Comme elle a raison ! Plus qu’un enfant précoce, Frédéric a conservé toute sa vie ces caractéristiques qui, bien au-delà de l’intelligence, font d’un enfant puis d’un adulte un individu possédant des aptitudes nettement supérieures à la moyenne. En découvrant comment les comportementalistes définissent les « hauts potentiels », on pense inévitablement à Frédéric. Jugez plutôt ; ce sont, nous apprennent-ils, des individus :
— lecteurs précoces, insatiables : Frédéric a dévoré les livres, des Pieds nickelés à Victor Hugo, de Bibi Fricotin à Dostoïevski, avant ses douze ans,
— utilisant un vocabulaire très riche : une litote en ce qui le concerne,
— à l’imagination débordante : il est un maître en la matière,
— aimant, très jeunes, la compagnie des adultes : initié en cela par sa grand-mère, et conséquence d’un fréquent rejet par les enfants de son âge, en raison de son handicap,
— à la curiosité exceptionnelle : exacerbée, dès l’enfance, par ce contact étroit avec les adultes,
— hypersensibles : comment dire mieux d’un « Frédéric qui rit, Frédéric qui pleure » ?
— dotés d’une très bonne mémoire : elle est le socle de tous ses livres,
— aux domaines d’intérêt multiples : des domaines littéraires, avant tout, pour Frédéric, ce polygraphe ayant exercé son talent dans tous les genres,
— au grand sens de l’humour : et si c’était le point fort de San-Antonio, de la drôlerie au fou rire, lui qui n’écrivait que pour distraire ?
— et dont l’activité intellectuelle s’apparente à une drogue : il se décrivait comme un malade d’écriture, « en manque » dès qu’il restait plus de vingt-quatre heures sans noircir une page.
Et, plus que tout, d’Arielle Adda (Que sont les enfants doués devenus ?), cette définition qui lui colle à la peau : « On ne peut pas se penser intelligent quand on mesure ses propres faiblesses avec la lucidité aiguë du surdoué, qui ne lui permet aucun aveuglement. » Comment mieux dire de Frédéric, l’homme à l’inclination tenace à douter de ses dons et de son talent ?

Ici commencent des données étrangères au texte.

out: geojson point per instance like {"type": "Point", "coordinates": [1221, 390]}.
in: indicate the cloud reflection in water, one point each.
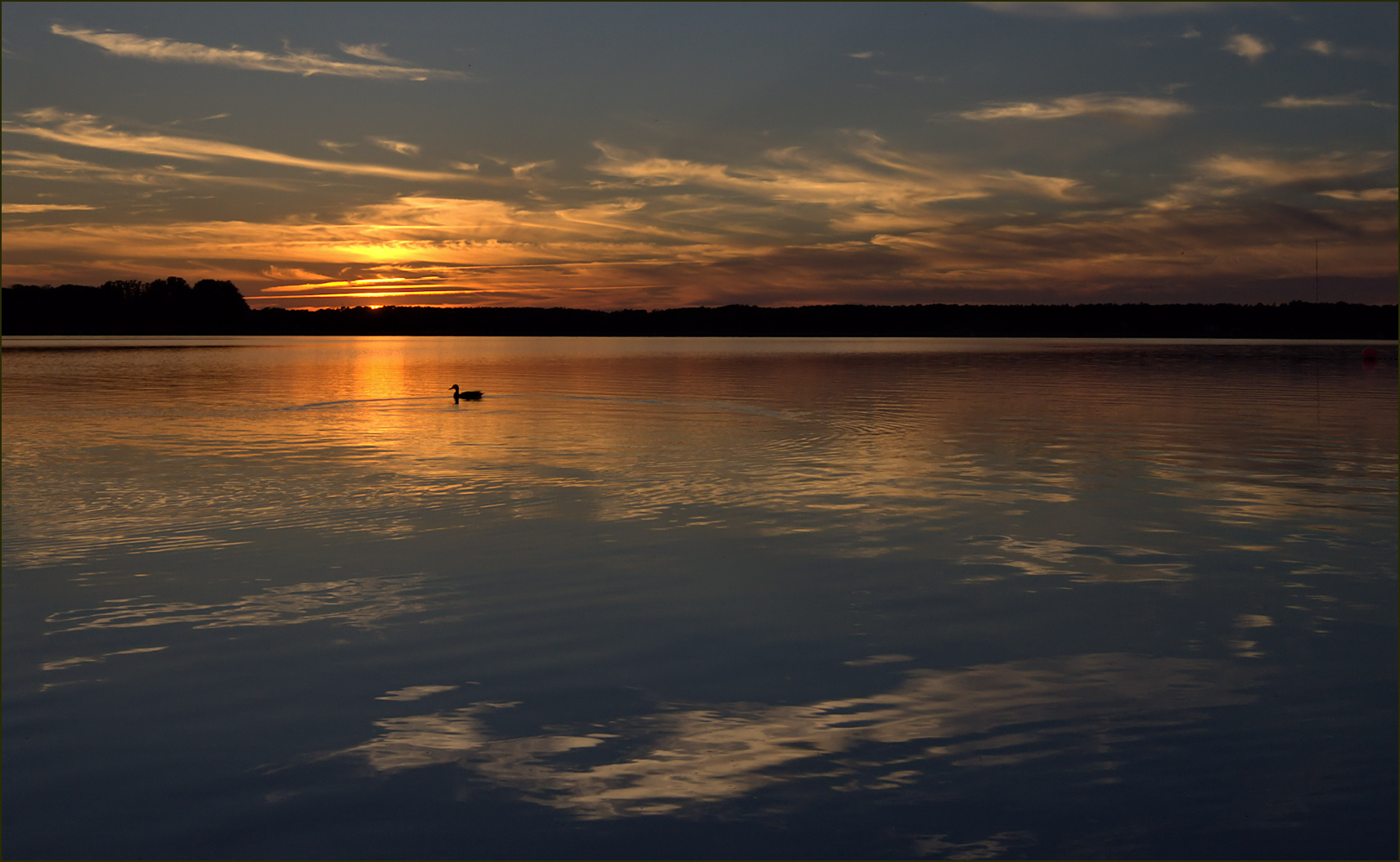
{"type": "Point", "coordinates": [682, 757]}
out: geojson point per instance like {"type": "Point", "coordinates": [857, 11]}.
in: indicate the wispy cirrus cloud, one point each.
{"type": "Point", "coordinates": [58, 168]}
{"type": "Point", "coordinates": [1095, 10]}
{"type": "Point", "coordinates": [862, 178]}
{"type": "Point", "coordinates": [43, 208]}
{"type": "Point", "coordinates": [1326, 168]}
{"type": "Point", "coordinates": [372, 52]}
{"type": "Point", "coordinates": [1090, 104]}
{"type": "Point", "coordinates": [291, 62]}
{"type": "Point", "coordinates": [1364, 195]}
{"type": "Point", "coordinates": [392, 146]}
{"type": "Point", "coordinates": [1350, 100]}
{"type": "Point", "coordinates": [1248, 47]}
{"type": "Point", "coordinates": [87, 130]}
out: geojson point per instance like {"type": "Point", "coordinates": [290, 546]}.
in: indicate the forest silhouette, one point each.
{"type": "Point", "coordinates": [174, 307]}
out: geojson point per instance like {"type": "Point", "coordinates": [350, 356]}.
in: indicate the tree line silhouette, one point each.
{"type": "Point", "coordinates": [174, 307]}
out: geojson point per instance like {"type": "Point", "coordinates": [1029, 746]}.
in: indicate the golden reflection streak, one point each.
{"type": "Point", "coordinates": [697, 756]}
{"type": "Point", "coordinates": [362, 602]}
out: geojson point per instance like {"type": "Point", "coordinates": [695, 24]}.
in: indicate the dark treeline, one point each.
{"type": "Point", "coordinates": [161, 307]}
{"type": "Point", "coordinates": [173, 307]}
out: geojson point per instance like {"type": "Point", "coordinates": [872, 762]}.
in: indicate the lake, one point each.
{"type": "Point", "coordinates": [699, 598]}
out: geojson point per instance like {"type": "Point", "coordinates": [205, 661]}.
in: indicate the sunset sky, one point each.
{"type": "Point", "coordinates": [634, 155]}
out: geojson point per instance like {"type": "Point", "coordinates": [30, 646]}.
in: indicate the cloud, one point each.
{"type": "Point", "coordinates": [531, 168]}
{"type": "Point", "coordinates": [1303, 173]}
{"type": "Point", "coordinates": [1095, 10]}
{"type": "Point", "coordinates": [87, 130]}
{"type": "Point", "coordinates": [1366, 195]}
{"type": "Point", "coordinates": [1327, 49]}
{"type": "Point", "coordinates": [43, 208]}
{"type": "Point", "coordinates": [303, 63]}
{"type": "Point", "coordinates": [371, 52]}
{"type": "Point", "coordinates": [1325, 101]}
{"type": "Point", "coordinates": [1248, 47]}
{"type": "Point", "coordinates": [862, 178]}
{"type": "Point", "coordinates": [56, 168]}
{"type": "Point", "coordinates": [1090, 104]}
{"type": "Point", "coordinates": [392, 146]}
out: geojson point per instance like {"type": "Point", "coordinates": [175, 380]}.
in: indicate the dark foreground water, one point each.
{"type": "Point", "coordinates": [283, 598]}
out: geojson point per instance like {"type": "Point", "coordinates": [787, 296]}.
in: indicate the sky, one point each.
{"type": "Point", "coordinates": [657, 155]}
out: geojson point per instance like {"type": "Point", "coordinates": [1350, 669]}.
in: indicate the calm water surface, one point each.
{"type": "Point", "coordinates": [835, 598]}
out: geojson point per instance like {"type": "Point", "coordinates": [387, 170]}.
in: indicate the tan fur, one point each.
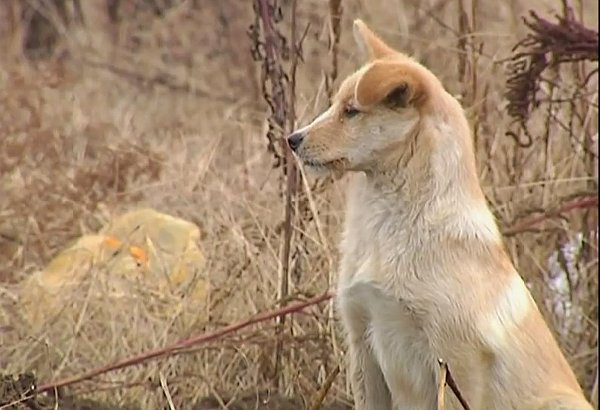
{"type": "Point", "coordinates": [424, 274]}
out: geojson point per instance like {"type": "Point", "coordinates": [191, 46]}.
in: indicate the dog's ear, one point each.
{"type": "Point", "coordinates": [392, 83]}
{"type": "Point", "coordinates": [370, 46]}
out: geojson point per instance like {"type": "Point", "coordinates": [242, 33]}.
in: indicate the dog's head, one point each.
{"type": "Point", "coordinates": [377, 109]}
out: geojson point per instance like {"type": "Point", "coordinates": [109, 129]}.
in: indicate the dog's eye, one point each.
{"type": "Point", "coordinates": [350, 111]}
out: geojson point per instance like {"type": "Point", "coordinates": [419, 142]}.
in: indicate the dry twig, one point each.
{"type": "Point", "coordinates": [182, 345]}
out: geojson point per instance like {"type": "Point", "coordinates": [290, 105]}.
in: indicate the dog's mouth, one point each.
{"type": "Point", "coordinates": [329, 164]}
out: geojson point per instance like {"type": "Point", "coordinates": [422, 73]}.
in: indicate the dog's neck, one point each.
{"type": "Point", "coordinates": [439, 195]}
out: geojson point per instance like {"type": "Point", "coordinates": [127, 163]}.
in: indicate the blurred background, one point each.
{"type": "Point", "coordinates": [145, 196]}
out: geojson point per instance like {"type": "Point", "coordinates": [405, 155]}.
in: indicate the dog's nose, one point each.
{"type": "Point", "coordinates": [295, 139]}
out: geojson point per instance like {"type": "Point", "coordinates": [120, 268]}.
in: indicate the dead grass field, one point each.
{"type": "Point", "coordinates": [169, 114]}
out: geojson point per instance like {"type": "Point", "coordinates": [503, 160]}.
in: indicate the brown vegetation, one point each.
{"type": "Point", "coordinates": [159, 104]}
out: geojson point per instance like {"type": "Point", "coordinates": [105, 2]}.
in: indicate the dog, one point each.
{"type": "Point", "coordinates": [424, 274]}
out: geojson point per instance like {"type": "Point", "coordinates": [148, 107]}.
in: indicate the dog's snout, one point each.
{"type": "Point", "coordinates": [295, 139]}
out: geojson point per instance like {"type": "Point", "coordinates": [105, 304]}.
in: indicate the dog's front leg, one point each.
{"type": "Point", "coordinates": [368, 384]}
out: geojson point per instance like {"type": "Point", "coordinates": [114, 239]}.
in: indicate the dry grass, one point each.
{"type": "Point", "coordinates": [171, 117]}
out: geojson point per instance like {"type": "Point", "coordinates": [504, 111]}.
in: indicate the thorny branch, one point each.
{"type": "Point", "coordinates": [547, 45]}
{"type": "Point", "coordinates": [279, 92]}
{"type": "Point", "coordinates": [579, 203]}
{"type": "Point", "coordinates": [447, 379]}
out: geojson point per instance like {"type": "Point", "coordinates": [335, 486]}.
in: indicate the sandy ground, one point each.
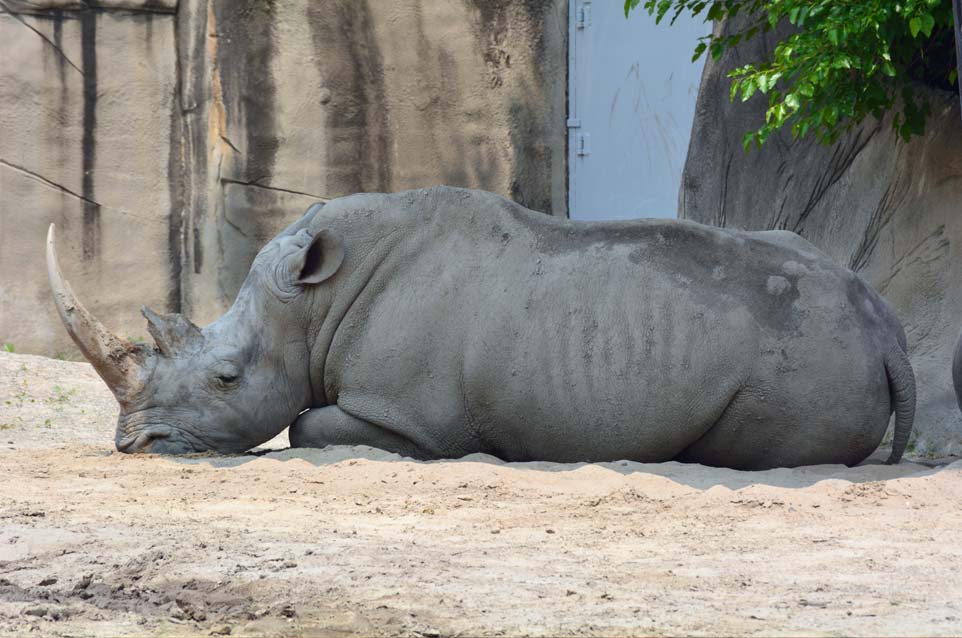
{"type": "Point", "coordinates": [354, 540]}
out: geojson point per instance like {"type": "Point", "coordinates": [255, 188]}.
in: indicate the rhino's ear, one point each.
{"type": "Point", "coordinates": [172, 333]}
{"type": "Point", "coordinates": [319, 259]}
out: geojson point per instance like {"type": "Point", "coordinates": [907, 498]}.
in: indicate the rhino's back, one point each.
{"type": "Point", "coordinates": [558, 339]}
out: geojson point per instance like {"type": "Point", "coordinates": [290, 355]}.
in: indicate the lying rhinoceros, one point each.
{"type": "Point", "coordinates": [441, 322]}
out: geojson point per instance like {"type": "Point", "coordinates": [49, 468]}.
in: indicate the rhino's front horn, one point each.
{"type": "Point", "coordinates": [119, 363]}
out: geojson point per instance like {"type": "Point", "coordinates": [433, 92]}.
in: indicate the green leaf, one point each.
{"type": "Point", "coordinates": [699, 50]}
{"type": "Point", "coordinates": [915, 25]}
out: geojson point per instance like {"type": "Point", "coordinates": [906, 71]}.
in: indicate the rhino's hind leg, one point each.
{"type": "Point", "coordinates": [321, 427]}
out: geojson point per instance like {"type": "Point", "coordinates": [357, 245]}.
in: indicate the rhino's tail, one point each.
{"type": "Point", "coordinates": [898, 369]}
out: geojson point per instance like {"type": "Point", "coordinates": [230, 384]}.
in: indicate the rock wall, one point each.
{"type": "Point", "coordinates": [168, 140]}
{"type": "Point", "coordinates": [891, 211]}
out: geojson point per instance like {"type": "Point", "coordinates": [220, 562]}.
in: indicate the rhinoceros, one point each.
{"type": "Point", "coordinates": [443, 322]}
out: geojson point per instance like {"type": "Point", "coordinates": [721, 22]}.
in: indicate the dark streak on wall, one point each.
{"type": "Point", "coordinates": [532, 166]}
{"type": "Point", "coordinates": [244, 53]}
{"type": "Point", "coordinates": [176, 184]}
{"type": "Point", "coordinates": [358, 156]}
{"type": "Point", "coordinates": [91, 210]}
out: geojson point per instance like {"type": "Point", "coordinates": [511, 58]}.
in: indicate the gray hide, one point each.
{"type": "Point", "coordinates": [441, 322]}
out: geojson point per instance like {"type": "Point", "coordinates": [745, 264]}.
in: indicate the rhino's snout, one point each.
{"type": "Point", "coordinates": [153, 441]}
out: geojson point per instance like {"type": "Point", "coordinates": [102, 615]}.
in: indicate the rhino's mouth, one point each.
{"type": "Point", "coordinates": [158, 439]}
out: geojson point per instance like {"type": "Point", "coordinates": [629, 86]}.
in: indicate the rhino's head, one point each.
{"type": "Point", "coordinates": [229, 386]}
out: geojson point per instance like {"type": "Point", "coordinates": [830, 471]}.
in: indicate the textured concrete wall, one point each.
{"type": "Point", "coordinates": [170, 139]}
{"type": "Point", "coordinates": [887, 209]}
{"type": "Point", "coordinates": [86, 98]}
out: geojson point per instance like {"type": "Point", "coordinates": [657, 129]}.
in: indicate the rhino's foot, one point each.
{"type": "Point", "coordinates": [321, 427]}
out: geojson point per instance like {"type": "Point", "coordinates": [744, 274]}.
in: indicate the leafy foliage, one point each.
{"type": "Point", "coordinates": [844, 60]}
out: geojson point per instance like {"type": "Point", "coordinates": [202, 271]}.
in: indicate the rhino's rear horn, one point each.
{"type": "Point", "coordinates": [121, 364]}
{"type": "Point", "coordinates": [173, 332]}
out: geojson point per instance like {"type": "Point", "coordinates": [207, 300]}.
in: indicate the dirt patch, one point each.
{"type": "Point", "coordinates": [354, 540]}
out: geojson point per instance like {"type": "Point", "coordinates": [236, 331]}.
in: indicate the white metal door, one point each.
{"type": "Point", "coordinates": [631, 100]}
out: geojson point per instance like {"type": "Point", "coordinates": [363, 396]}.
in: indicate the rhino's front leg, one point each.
{"type": "Point", "coordinates": [321, 427]}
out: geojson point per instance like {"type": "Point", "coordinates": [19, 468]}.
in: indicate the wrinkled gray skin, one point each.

Ainsi vécut et créa Frédéric, boulimique de travail, rongé d’incertitudes, surdoué de l’écriture, parfois sous-doué de la vie, vite replié dans la solitude, dans l’amour infini de ses proches et dans la défiance croissante envers ses prochains.
Syndrome San-Antonio
Le syndrome San-Antonio, méconnu en médecine traditionnelle, est une affection touchant exclusivement certains élus de notre pays. Cette maladie tricolore est caractérisée par, d’une part, la notoriété hors du commun d’un personnage populaire, d’autre part, la volonté plus ou moins délibérée de la part des responsables municipaux de ne pas donner le nom de ce personnage à un lieu public digne de lui. Ou l’oubli, ce qui n’est pas plus pardonnable.